Balancing Coaching Basketball and a Family
Coaching is something that can take up lots of time. If you are anything like me, during the season I become consumed and immersed in basketball. I live, eat, and breath basketball. If I am not at practice, which by the way is six days a week for at least two and half hours until Christmas. Then we back it down to five days a week for two hours. I am watching game film, scouting other teams, or talking to my assistant coaching putting things together. That is just in the season. In the off season, we work with the middle school kids in the spring. Then we take Varsity, Junior Varsity, and middle school kids to at least one three to four day team camp. We also raise money for our program by having our annual skills camp for elementary and middle school age kids. We play at least forty scrimmage games during the month of June. We have our weight lifting program from end of season till beginning of next season three days a week for about an hour and a half. The off season stuff is done without pay, and the pay for the season in the state I live in runs around $2,500. Now, I am not complaining because I love this game and will do whatever it takes to prepare my boys to go into battle against anyone, but I have run into a huge problem recently and wanted to get some insight from everybody.

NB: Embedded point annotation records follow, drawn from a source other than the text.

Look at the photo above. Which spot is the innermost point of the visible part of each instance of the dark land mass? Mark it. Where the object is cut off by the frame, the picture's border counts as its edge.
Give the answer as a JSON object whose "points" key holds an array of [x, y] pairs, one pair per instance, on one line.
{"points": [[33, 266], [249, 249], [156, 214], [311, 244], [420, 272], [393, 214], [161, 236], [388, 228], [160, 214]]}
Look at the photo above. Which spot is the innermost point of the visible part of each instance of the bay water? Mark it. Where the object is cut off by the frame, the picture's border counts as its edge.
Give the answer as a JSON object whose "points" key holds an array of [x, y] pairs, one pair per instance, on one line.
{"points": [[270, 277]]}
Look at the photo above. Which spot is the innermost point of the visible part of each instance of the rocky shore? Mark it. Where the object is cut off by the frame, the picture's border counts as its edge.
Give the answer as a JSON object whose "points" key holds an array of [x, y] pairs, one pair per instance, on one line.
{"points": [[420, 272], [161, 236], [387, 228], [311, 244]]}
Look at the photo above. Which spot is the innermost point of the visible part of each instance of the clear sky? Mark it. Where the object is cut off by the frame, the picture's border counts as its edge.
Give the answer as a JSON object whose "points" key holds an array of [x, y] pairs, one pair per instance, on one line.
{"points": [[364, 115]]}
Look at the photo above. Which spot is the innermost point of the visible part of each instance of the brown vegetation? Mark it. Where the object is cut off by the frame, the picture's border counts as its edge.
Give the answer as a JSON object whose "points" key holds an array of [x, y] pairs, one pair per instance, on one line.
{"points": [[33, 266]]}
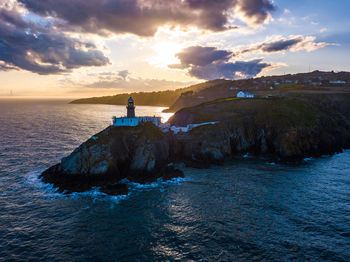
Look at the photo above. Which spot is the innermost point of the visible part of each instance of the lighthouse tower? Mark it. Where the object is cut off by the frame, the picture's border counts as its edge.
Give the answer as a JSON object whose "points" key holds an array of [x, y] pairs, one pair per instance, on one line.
{"points": [[130, 108]]}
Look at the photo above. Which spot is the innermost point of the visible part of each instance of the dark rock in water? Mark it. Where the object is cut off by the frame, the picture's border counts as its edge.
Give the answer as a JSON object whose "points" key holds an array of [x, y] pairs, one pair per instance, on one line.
{"points": [[140, 154], [115, 189], [280, 128]]}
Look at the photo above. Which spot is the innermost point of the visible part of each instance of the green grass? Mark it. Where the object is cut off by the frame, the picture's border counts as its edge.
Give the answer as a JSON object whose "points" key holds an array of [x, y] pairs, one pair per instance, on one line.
{"points": [[279, 111]]}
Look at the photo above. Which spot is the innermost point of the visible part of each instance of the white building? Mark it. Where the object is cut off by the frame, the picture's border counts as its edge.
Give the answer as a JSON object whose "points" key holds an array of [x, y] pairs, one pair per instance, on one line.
{"points": [[244, 94], [132, 120]]}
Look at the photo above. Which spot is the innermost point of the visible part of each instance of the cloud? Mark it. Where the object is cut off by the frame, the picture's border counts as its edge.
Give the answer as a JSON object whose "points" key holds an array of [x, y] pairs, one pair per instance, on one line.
{"points": [[209, 63], [30, 46], [291, 43], [202, 56], [256, 11], [123, 74], [143, 17], [235, 70]]}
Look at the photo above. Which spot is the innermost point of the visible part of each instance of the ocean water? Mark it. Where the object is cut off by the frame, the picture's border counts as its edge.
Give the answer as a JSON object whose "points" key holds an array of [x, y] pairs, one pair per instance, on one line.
{"points": [[245, 210]]}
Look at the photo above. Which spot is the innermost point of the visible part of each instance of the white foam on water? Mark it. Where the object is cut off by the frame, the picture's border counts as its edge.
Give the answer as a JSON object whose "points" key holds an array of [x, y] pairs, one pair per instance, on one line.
{"points": [[159, 184], [45, 189], [48, 191]]}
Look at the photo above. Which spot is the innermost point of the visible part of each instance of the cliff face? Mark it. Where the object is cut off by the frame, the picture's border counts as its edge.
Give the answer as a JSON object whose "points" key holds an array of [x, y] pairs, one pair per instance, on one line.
{"points": [[285, 128], [280, 128], [138, 153]]}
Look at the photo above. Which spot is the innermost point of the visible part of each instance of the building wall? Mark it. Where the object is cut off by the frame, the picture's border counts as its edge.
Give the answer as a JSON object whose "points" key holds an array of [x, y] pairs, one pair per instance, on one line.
{"points": [[126, 121], [134, 121]]}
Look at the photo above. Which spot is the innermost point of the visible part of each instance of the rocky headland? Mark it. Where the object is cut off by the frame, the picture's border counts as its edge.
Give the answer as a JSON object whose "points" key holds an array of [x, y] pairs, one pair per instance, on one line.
{"points": [[281, 128]]}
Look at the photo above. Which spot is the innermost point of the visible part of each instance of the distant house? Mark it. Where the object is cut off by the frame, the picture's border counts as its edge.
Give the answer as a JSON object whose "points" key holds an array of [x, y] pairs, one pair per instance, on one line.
{"points": [[244, 94]]}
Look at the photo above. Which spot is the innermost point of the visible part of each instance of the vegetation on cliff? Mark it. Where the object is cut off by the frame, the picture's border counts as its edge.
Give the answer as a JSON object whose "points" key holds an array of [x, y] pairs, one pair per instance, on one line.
{"points": [[283, 128], [161, 98]]}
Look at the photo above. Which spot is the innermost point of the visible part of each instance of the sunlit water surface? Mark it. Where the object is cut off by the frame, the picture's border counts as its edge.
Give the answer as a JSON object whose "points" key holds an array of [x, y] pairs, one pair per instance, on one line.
{"points": [[246, 210]]}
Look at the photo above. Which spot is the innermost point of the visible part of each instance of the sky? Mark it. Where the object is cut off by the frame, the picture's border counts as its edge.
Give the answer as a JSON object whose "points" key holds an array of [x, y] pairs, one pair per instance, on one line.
{"points": [[83, 48]]}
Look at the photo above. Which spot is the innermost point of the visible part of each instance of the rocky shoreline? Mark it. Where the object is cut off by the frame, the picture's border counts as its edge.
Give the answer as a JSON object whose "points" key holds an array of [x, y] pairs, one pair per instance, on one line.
{"points": [[280, 129]]}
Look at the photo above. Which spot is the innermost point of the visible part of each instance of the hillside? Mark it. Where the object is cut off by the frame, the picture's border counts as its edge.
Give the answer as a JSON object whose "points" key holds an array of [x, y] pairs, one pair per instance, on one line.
{"points": [[314, 82], [160, 98], [285, 128]]}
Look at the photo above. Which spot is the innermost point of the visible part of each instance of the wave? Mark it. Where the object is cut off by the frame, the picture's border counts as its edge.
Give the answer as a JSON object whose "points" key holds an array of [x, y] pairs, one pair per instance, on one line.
{"points": [[48, 191]]}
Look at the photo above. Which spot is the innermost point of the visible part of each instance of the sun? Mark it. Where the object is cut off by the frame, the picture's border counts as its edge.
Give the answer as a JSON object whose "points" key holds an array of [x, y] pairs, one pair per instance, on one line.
{"points": [[165, 54]]}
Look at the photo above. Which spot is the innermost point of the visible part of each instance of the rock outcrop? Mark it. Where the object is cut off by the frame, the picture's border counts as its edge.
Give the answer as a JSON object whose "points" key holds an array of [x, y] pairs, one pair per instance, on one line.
{"points": [[281, 128], [140, 154]]}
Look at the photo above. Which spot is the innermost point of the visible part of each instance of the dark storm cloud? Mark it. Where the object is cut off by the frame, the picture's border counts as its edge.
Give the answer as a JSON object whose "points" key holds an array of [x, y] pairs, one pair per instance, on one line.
{"points": [[238, 69], [123, 74], [143, 17], [202, 56], [211, 63], [280, 45], [28, 46], [256, 10], [291, 43]]}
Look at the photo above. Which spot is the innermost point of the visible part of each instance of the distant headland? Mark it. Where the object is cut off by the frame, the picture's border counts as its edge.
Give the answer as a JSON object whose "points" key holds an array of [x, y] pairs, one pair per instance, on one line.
{"points": [[286, 121], [316, 81]]}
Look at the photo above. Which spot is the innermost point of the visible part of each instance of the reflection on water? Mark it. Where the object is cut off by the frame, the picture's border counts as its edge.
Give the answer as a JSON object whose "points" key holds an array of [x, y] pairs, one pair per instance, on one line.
{"points": [[245, 210]]}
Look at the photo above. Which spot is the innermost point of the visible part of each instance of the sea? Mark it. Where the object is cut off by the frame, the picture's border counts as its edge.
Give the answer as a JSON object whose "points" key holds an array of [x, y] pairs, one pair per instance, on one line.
{"points": [[248, 209]]}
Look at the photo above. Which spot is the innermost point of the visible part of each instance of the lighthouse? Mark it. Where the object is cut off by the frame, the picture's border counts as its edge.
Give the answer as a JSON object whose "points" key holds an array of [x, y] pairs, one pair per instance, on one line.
{"points": [[132, 120], [130, 108]]}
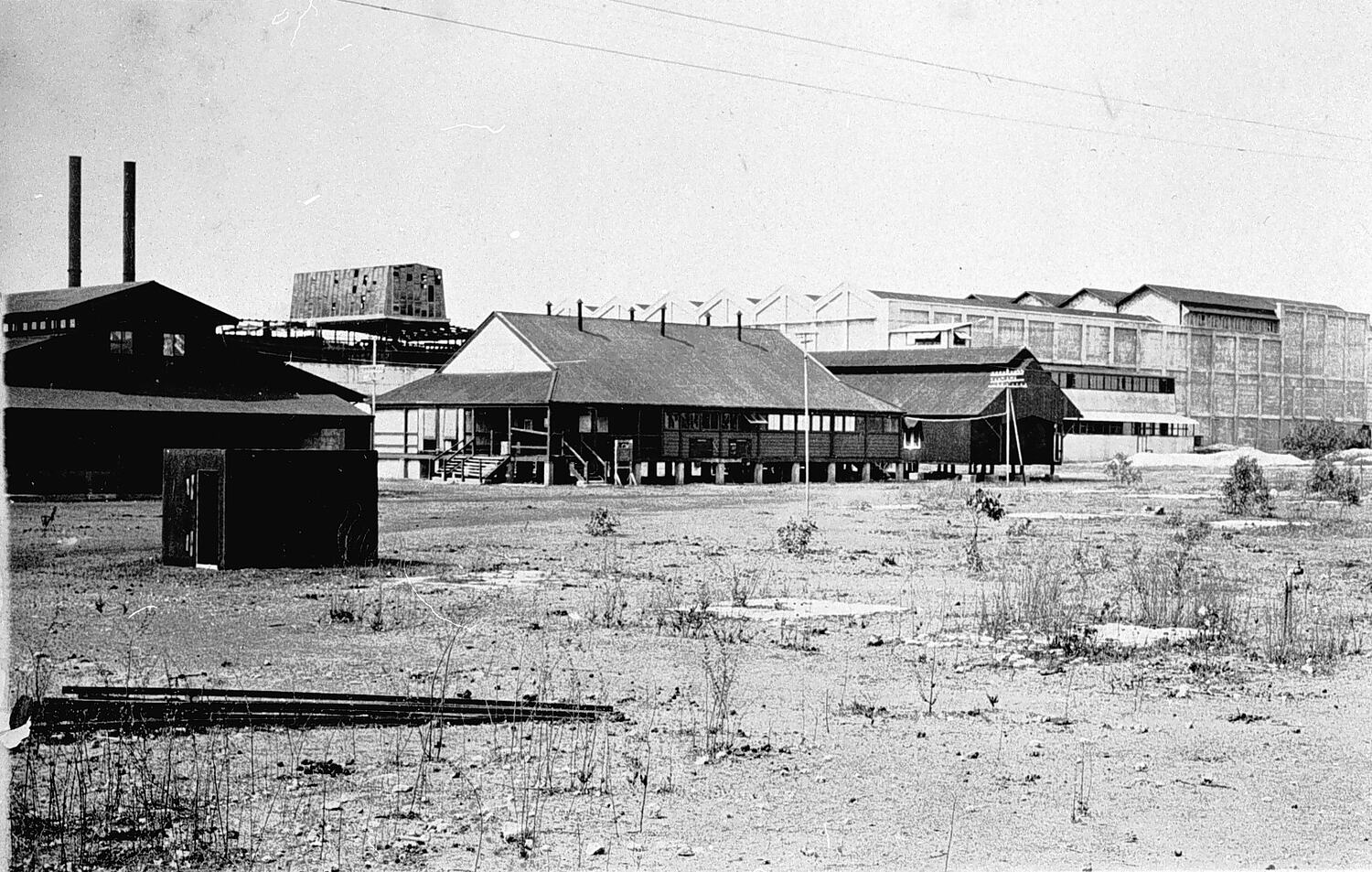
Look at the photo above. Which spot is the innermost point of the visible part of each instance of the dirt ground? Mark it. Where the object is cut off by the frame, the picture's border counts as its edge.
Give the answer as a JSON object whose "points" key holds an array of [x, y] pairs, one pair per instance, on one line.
{"points": [[938, 732]]}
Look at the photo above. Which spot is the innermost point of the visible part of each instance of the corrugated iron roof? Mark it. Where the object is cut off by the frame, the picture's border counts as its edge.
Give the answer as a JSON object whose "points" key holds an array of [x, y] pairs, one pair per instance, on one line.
{"points": [[691, 365], [483, 389], [65, 398], [65, 298], [941, 394], [630, 362], [1210, 298], [932, 359]]}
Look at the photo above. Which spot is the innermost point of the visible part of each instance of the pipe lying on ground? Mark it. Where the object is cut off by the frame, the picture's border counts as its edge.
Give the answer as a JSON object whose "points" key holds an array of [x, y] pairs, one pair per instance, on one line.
{"points": [[147, 709]]}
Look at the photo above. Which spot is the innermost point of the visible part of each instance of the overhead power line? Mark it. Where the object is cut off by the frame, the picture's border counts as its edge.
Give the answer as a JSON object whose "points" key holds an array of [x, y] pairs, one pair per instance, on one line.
{"points": [[848, 92], [992, 76]]}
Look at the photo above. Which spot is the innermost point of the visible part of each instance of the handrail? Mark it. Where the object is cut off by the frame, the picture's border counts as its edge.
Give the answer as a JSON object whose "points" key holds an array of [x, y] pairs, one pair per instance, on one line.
{"points": [[568, 446], [455, 449]]}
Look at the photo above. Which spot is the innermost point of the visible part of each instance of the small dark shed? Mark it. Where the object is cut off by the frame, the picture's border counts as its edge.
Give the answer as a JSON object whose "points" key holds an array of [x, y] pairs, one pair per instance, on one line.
{"points": [[260, 507]]}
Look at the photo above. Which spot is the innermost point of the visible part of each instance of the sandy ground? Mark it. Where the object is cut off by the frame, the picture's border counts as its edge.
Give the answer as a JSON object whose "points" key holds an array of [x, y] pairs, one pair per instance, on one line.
{"points": [[1199, 756]]}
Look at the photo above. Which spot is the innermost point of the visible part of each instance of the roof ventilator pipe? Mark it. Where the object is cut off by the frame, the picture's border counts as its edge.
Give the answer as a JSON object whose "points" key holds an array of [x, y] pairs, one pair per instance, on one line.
{"points": [[128, 220], [73, 221]]}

Basketball + Marriage + Kids = Tired Wife
You saw the schedule above. It takes up a lot of time. Now, I am married to a wonderful woman and she dated me while I was coaching so this is nothing new to her. The problem is that when it was just the two of us she was fine. She would come to the ball games, weekend tournaments, and summer scrimmage games. She loved talking to me about the games and giving me her thoughts about how the team was doing. Then it all changed when we started having kids. She no longer came to Monday-Thursday games, because it kept the kids out too late. Which I agreed with. She would get irritated when I had weekend tournaments and practices. It became increasingly apparent that my wife was working her tail off. She was living the life of a single parent through the months of November - March, and that was not sitting very good with her.
I have sat down with my wife several times over the last couple of seasons, and have told her I would quit after the next year. Then next year runs into the next. Coaching is like a drug and once you get addicted to the rush, it is hard to let it go. I have cut back on the off season stuff. I now take at least a month and a half off after the season is over. I don't work with the middle school kids during the spring, and I only go to one team camp during the summer. The problem is that during the basketball regular season between late practices and game nights, I have gone three to four days without seeing my kids. Are there any other coaches out there with this problem? I feel like the only solution is to quit coaching until my kids graduate. Let me hear from all the other coaches out there and see how you balance the two.